O ciclo pecuário e a demanda
A demanda pode ser dividida em duas partes, para facilitar a compreensão: demanda interna e demanda externa.
Demanda interna: Estima-se que o brasileiro consuma cerca de 27 quilos de carne por ano, uma das maiores médias do mundo, e são mais de 210 milhões de brasileiros. Para se ter ideia, em 2021, o consumo interno foi de 415.162 mil toneladas de carne bovina.
Agora, para chegar neste valor de demanda interna, pode ser calculado subtraindo a exportação da produção de carne, ou ainda o United States Department of Agriculture (USDA) disponibiliza estes dados. Para consulta, só clicar aqui.
A demanda interna por carne bovina olhada isoladamente não nos diz muito, mas quando analisamos em comparação a outras proteínas ao longo do tempo, podemos entender mais o que acontece.
Podemos ver no gráfico acima o consumo de aves, suínos e carne bovina ao longo dos últimos anos. São vários fatores que influenciaram nesta redução de consumo de proteínas em geral.
A inflação pode ser apontada como uma das principais causas desse movimento baixista de consumo, já que a elasticidade da renda-demanda da carne bovina é considerável. Ou seja, quando a renda sobe, o consumo também sobe e vice-versa. Com a inflação crescente, o poder de compra do brasileiro sofreu um golpe, refletindo no consumo.
A economia global tem como alicerce: o emprego, renda e consumo. Devido a pandemia de COVID-19, os bancos centrais adotaram medidas fiscais e monetárias para estimular a circulação de dinheiro, combatendo a curto prazo o efeito do desemprego. E quando digo “curto prazo”, é porque essas medidas têm efeitos colaterais que chegam logo.
Um dos efeitos colaterais foi a desvalorização cambial. O Real perdeu cerca de 70% do seu valor frente o Dólar de 2017 até 2021. Outro efeito foi a inflação, que atingiu todo o mundo.
Mais uma vez, oferta e demanda. Dessa vez, a demanda interna caiu.
Mas a demanda externa apresentou outro movimento. Uma doença dizimou (cerca de 60%) o rebanho suíno da China, que tem maior população do mundo e que a principal proteína consumida é justamente a suína. A carne bovina que é competitiva no mercado externo, virou alvo dos chineses. E os chineses aprenderam a comer e tomaram gosto pela carne brasileira. Não podemos esquecer os efeitos da guerra entre Rússia e Ucrânia, e como afeta o mercado mundial. Você pode explorar um pouco no gráfico abaixo os números de exportação de carne bovina, aves e suína, assim como a participação de cada proteína. O gráfico é interativo.

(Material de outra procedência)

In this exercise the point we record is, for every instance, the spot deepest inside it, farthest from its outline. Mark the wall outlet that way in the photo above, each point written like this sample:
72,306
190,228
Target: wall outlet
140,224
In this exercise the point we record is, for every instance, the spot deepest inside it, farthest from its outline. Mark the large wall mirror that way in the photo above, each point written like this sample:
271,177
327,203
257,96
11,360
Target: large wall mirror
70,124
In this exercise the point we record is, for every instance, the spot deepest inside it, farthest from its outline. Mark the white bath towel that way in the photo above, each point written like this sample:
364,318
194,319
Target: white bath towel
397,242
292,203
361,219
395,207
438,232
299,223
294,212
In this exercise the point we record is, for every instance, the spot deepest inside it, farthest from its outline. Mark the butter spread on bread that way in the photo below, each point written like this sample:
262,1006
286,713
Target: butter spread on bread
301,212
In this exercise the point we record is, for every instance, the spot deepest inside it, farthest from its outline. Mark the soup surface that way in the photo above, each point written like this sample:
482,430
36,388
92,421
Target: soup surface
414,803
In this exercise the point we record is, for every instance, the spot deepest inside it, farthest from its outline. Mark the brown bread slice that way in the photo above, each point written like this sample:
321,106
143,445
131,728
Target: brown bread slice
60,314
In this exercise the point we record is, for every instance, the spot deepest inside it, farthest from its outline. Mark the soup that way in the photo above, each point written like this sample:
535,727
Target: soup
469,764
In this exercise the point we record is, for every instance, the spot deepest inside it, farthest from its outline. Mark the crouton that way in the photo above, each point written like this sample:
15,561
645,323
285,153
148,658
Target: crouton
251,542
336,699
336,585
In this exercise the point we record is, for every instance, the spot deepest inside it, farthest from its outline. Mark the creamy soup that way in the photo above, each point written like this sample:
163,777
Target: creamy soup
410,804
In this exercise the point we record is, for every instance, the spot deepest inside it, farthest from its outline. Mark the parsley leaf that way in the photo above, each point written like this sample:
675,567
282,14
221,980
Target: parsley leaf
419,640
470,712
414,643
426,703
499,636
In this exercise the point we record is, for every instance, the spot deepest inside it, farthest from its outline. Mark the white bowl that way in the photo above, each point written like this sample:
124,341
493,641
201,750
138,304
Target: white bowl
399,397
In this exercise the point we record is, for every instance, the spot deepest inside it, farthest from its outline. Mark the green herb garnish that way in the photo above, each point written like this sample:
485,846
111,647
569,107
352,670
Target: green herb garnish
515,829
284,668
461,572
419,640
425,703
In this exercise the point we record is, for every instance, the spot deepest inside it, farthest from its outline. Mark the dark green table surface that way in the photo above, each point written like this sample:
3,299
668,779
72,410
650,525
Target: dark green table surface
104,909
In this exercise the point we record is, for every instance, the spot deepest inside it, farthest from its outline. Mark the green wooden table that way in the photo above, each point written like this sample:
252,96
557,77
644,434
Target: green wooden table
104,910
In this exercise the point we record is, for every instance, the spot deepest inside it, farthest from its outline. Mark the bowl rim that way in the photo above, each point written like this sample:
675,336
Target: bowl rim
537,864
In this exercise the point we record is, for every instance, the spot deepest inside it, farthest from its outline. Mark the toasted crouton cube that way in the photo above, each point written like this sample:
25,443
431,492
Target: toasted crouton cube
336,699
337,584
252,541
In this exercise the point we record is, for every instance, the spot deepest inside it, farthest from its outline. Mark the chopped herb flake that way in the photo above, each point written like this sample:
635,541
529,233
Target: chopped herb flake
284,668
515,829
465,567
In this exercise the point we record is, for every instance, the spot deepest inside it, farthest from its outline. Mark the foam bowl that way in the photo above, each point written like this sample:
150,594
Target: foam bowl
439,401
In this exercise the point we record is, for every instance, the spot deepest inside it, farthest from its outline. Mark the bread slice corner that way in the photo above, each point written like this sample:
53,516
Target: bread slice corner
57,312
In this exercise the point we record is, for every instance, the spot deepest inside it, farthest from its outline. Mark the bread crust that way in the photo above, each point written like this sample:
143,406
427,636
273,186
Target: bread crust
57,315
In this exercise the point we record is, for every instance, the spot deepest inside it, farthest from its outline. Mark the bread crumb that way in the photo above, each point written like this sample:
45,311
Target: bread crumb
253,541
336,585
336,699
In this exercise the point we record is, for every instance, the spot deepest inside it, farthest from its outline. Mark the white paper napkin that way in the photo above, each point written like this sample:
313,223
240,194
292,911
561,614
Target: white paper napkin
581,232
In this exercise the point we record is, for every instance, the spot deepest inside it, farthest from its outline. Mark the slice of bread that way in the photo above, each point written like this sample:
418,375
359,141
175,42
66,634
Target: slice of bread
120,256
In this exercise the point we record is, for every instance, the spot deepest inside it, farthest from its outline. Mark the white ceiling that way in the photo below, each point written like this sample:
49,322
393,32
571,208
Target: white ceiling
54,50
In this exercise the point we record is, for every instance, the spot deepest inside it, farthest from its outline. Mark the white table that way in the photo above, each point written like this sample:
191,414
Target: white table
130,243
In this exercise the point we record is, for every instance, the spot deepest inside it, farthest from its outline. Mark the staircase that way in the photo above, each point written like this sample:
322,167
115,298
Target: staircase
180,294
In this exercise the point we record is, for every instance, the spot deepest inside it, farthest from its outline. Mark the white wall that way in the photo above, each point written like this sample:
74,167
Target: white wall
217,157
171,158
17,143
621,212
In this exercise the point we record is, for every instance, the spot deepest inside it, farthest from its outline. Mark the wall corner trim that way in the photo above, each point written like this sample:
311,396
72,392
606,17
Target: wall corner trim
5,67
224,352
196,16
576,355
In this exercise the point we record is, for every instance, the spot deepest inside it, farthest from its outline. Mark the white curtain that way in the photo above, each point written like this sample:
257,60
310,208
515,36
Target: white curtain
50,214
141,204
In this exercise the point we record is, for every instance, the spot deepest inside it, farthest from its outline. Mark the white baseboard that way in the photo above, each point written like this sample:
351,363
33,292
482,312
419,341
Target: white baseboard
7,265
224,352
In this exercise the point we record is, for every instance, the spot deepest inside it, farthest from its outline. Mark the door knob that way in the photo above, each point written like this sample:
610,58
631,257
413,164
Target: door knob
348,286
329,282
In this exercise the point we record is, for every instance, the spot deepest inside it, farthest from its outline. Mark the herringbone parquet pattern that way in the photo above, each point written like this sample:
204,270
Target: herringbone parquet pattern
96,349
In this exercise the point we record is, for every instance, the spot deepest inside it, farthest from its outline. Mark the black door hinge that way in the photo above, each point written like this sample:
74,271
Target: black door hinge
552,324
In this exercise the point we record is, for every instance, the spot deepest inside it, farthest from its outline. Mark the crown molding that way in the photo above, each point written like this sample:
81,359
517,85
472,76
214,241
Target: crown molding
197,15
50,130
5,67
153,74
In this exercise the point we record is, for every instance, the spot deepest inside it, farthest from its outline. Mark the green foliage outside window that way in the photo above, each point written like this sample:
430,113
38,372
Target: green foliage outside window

E por isso é interessante ficar atento ao que acontece ao redor do globo. Eventos que podem parecer isolados afetam toda a cadeia. A demanda externa por proteína anual deve aumentar em cerca de 30% até 2050, fator que não podemos negligenciar.
Encurtamento ou alongamento do ciclo pecuário
Como mencionado durante o artigo, o ciclo não necessariamente é fixo, ele pode se alongar ou encurtar. Por exemplo, a melhoria da produtividade e tecnificação do setor tende a ser um fator de encurtamento do ciclo pecuário, já que as novilhas estão mais precoces, assim como a idade de abate está menor.
O aumento significativo dos custos de produção, seja causado pelo que for, pode ter efeito no encurtamento do ciclo, caso aconteça em momentos de alta da arroba por exemplo.
Em nosso 10º Simpósio Nutripura, o Prof. Alexandre Barros palestrou justamente sobre o cenário e perspectivas para o agro. Você pode conferir um resumo de sua palestra, por escrito ou vídeo, aqui.
Os dados utilizados no artigo foram coletados no IBGE e no Secex; os cálculos, realizados pelo autor.